Time-dependent transport of electrons through a photon cavity

TL;DR

This paper models the time-dependent transport of Coulomb-interacting electrons in a quantum wire coupled to a photon cavity, revealing how initial photon states influence electron transport properties.

Contribution

It introduces a non-Markovian master equation approach that fully accounts for electron-photon interactions without approximations, enabling detailed analysis of complex geometries.

Findings

Initial cavity photon number affects transport behavior

Electron-photon interactions influence quasiparticle lifetimes

Photon polarization impacts transport properties

Abstract

We use a non-Markovian master equation to describe the transport of Coulomb interacting electrons through an electromagnetic cavity with one quantized photon mode.

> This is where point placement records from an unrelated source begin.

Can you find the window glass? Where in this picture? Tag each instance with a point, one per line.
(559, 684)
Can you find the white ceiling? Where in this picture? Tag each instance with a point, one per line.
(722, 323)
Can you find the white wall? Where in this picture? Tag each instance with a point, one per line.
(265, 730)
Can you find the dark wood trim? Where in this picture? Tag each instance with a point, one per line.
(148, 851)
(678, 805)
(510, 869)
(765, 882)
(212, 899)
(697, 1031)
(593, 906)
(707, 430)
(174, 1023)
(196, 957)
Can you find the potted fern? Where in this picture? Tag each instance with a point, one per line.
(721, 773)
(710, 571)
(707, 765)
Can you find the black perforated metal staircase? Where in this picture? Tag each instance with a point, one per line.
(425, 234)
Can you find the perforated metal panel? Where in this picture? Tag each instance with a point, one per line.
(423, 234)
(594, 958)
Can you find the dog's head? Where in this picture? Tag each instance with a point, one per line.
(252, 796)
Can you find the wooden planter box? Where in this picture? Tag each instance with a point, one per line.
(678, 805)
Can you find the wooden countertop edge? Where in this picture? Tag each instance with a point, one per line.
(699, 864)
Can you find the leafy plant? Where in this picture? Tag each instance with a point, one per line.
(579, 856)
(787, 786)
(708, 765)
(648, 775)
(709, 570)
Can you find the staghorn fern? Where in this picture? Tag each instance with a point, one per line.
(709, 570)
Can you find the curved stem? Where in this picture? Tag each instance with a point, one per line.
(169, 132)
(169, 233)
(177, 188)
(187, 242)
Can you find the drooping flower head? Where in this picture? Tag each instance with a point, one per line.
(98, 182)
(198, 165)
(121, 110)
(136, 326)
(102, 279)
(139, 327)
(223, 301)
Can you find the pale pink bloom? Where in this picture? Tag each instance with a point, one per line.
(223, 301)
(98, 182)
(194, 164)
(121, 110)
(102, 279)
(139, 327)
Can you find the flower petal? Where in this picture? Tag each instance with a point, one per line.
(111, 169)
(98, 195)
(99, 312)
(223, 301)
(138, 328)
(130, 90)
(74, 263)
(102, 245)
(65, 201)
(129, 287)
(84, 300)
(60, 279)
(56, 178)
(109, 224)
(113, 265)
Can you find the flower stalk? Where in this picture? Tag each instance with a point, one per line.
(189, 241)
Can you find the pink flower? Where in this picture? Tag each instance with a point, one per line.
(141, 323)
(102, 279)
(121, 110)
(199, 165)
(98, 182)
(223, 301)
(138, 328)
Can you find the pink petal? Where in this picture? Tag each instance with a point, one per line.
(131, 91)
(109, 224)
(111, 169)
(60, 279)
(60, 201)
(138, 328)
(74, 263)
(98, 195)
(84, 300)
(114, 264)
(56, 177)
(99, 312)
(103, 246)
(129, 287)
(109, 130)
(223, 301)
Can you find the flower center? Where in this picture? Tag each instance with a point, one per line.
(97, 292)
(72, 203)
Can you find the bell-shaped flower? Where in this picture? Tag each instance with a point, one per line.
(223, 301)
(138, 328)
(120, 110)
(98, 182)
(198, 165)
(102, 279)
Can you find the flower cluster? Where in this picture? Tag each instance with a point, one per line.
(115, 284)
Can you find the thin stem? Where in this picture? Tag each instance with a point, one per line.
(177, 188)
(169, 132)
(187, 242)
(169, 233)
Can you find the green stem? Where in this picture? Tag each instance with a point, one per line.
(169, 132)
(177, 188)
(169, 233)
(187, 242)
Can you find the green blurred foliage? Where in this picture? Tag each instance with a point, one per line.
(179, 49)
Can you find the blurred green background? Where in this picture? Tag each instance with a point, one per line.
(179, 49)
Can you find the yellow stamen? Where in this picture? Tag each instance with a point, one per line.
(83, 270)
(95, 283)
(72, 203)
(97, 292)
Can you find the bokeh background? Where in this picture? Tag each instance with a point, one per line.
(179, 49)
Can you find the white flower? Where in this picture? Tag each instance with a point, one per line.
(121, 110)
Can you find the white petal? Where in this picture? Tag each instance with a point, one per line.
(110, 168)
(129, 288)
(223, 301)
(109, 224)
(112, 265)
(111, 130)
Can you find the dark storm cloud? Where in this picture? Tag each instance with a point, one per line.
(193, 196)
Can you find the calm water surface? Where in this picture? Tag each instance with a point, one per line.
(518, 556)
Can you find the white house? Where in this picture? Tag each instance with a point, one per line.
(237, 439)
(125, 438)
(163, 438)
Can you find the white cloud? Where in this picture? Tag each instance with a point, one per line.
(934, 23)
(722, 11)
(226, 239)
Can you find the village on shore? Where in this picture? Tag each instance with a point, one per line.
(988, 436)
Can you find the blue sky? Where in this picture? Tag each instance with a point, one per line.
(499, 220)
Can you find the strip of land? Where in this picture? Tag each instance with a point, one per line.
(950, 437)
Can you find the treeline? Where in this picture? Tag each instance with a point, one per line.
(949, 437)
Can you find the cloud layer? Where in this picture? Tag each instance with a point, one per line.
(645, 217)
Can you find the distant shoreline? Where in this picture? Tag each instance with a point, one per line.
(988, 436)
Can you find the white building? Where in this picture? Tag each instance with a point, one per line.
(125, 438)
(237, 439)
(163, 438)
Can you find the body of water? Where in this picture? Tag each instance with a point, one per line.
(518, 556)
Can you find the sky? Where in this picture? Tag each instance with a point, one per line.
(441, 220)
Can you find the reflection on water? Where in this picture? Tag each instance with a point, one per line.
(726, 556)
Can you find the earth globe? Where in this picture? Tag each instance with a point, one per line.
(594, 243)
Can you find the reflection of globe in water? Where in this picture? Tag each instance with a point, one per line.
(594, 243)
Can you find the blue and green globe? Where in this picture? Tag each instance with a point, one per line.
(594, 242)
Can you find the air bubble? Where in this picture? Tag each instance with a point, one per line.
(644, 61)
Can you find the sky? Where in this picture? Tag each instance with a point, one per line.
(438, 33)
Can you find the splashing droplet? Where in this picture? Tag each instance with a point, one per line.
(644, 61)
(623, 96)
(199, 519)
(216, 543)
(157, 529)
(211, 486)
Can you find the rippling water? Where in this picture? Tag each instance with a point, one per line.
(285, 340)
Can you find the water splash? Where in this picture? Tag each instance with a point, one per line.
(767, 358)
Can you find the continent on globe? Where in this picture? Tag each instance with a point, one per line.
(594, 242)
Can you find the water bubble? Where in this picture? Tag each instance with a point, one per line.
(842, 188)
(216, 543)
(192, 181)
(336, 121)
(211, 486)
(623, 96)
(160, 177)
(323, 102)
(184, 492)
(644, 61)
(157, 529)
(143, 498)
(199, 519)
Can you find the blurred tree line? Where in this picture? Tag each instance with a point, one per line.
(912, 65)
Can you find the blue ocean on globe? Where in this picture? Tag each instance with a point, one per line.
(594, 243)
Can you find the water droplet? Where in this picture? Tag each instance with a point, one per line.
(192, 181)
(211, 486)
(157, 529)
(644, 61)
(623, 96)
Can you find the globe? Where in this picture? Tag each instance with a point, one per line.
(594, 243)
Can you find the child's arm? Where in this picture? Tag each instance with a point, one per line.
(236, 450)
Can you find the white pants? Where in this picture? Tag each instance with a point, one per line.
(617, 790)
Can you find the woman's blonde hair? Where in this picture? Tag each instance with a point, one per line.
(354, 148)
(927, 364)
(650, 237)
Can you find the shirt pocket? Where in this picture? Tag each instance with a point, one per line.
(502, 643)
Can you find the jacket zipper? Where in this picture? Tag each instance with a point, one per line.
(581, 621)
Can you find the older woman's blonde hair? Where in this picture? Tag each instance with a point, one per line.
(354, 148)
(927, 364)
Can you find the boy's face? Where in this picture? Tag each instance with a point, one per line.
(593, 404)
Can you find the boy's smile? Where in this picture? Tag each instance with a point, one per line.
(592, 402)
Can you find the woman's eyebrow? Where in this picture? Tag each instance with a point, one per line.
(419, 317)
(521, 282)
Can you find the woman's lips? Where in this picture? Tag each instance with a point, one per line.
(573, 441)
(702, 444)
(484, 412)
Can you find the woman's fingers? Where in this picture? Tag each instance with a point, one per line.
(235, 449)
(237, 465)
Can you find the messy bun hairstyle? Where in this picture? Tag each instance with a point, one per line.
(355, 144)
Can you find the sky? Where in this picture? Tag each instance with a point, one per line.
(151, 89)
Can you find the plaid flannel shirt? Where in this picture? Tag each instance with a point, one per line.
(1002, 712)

The central system is a finite parabolic quantum wire that is coupled weakly to external parabolic quasi-one-dimensional leads at $t=0$. With a stepwise introduction of complexity to the description of the system and a corresponding stepwise truncation of the ensuing many-body spaces we are able to describe the time-dependent transport of Coulomb-interacting electrons through a geometrically complex central system. We take into account the full electromagnetic interaction of electrons and cavity photons without resorting to the rotating wave approximation or reduction of the electron states to two levels. We observe that the number of initial cavity photons and their polarization can have important effects on the transport properties of the system. The quasiparticles formed in the central system have a lifetime limited by the coupling to the leads and radiation processes active on a much longer timescale.